Como si el cristianismo, habiendo reducido a Jesús poco menos que a un maestro de moral, aunque se rezase todo el Credo y se le confesase como Hijo de Dios, en la práctica, en nuestra vida, los Evangelios eran para enseñarnos cómo ser buenos, en lugar de para anunciar a Jesucristo. Y el Espíritu Santo, prácticamente no jugaba ningún papel en nuestra vida.

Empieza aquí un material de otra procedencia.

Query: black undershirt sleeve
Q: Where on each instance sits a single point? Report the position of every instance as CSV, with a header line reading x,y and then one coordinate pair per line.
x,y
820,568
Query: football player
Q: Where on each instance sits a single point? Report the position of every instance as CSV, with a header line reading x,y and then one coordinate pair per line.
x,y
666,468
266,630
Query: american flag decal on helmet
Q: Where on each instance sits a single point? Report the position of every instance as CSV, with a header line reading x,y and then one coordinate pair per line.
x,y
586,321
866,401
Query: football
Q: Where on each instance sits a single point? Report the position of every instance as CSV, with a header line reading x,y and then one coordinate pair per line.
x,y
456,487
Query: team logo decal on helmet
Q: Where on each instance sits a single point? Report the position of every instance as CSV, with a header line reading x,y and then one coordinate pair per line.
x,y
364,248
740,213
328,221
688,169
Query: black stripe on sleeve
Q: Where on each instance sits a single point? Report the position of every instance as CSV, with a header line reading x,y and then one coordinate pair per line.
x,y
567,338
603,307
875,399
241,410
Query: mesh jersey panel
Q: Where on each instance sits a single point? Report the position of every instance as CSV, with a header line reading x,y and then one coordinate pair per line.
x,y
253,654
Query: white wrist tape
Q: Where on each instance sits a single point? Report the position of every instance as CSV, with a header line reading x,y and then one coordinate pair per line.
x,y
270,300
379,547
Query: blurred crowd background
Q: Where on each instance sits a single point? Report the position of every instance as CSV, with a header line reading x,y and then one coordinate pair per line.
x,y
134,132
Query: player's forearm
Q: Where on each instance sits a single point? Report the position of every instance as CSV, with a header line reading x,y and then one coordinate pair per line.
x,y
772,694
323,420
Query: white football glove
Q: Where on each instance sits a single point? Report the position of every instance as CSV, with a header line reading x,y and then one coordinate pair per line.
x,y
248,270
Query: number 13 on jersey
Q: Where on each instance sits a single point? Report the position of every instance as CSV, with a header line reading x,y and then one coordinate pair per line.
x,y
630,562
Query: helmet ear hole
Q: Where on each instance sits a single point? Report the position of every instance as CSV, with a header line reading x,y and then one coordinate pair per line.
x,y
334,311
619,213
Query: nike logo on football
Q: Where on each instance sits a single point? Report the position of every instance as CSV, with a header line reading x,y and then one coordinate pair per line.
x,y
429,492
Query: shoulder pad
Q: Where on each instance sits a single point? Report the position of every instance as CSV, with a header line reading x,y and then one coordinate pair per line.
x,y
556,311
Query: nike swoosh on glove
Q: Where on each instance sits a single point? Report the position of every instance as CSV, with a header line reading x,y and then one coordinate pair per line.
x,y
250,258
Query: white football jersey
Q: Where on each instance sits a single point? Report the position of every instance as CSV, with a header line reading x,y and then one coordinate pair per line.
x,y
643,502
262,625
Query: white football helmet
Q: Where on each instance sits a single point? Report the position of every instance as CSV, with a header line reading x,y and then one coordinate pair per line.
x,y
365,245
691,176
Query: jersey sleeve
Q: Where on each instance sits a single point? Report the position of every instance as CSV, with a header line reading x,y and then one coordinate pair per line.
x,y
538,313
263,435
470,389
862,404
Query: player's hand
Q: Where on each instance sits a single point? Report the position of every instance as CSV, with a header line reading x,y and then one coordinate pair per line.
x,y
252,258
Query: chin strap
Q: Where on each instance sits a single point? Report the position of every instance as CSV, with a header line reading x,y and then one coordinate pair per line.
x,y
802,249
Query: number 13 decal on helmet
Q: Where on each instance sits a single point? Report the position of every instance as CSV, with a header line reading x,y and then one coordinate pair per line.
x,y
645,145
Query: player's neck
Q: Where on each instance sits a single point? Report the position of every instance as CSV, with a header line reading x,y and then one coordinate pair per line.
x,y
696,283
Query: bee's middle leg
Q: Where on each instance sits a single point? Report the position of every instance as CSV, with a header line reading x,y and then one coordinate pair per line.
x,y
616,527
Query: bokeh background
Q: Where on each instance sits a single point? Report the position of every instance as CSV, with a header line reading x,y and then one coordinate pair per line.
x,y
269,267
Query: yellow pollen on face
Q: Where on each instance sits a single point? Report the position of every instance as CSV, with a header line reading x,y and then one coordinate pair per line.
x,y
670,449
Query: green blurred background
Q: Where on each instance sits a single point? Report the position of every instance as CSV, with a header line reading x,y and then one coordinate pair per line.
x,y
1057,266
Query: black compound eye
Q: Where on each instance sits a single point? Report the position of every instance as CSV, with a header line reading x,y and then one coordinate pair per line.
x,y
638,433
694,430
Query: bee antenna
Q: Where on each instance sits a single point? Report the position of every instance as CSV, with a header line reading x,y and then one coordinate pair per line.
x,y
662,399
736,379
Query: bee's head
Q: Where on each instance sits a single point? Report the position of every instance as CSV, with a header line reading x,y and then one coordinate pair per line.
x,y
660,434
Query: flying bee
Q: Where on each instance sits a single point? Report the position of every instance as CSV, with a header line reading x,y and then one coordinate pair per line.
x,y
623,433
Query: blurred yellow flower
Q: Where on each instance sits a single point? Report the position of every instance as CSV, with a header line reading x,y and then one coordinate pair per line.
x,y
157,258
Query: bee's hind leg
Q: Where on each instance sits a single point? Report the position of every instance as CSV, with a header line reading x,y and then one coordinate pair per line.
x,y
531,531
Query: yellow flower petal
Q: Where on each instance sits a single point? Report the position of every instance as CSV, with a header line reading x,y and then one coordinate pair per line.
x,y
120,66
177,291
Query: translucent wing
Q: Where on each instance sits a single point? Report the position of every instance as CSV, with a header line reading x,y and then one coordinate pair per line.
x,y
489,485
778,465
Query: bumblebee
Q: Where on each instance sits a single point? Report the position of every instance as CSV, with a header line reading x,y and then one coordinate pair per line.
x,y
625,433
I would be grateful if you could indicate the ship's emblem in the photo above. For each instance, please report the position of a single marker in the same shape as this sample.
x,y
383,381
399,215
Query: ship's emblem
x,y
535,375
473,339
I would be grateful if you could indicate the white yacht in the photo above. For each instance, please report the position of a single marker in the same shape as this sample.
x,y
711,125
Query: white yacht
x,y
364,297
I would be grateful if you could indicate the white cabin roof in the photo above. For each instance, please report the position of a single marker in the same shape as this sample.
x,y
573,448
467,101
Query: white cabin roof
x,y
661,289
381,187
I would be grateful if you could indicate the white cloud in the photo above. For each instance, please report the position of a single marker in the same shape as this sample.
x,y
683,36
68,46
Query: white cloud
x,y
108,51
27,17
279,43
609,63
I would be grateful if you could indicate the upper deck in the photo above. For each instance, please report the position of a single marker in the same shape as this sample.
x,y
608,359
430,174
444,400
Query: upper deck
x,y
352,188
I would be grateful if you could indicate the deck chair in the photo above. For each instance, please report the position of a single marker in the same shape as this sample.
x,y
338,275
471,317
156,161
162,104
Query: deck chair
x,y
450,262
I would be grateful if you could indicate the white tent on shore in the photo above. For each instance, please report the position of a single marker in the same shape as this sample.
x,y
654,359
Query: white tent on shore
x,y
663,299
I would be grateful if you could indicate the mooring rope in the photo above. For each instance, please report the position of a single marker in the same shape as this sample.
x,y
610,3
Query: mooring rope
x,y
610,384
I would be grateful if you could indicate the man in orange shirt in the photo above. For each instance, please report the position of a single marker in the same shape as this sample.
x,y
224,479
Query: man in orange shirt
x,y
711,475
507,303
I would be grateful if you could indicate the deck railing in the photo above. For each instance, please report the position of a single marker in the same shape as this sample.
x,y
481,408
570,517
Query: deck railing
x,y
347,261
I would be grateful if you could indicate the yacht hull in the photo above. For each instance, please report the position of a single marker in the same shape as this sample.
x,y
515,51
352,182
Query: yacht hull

Es una Lectura preciosa para saborearla: “El Espíritu lo que nos hace posible conocer es darnos cuenta de los dones que de Dios recibimos, y el Espíritu de Dios es lo más íntimo de Dios”. Pero Dios nos ha introducido en ese Espíritu, que es el Espíritu de Jesucristo. Sólo quiero haceros caer en la cuenta de una cosa. No es sólo el Espíritu Santo el que no juega un papel especial en nuestra vida. Es el mismo corazón del cristianismo que nosotros conocemos (no voy a usar la palabra “creemos”): conocemos a un Dios que es Uno y Trino. Pero la Trinidad no juega realmente un papel en nosotros o, a lo sumo, nos parece eso… Hemos oído tantas veces decir que es un misterio insondable, que es inabarcable, pero también nosotros somos un misterio insondable, lo somos cada uno de nosotros para nosotros mismos y eso no nos impide asomarnos a esa Luz, a esa profundidad inmensa.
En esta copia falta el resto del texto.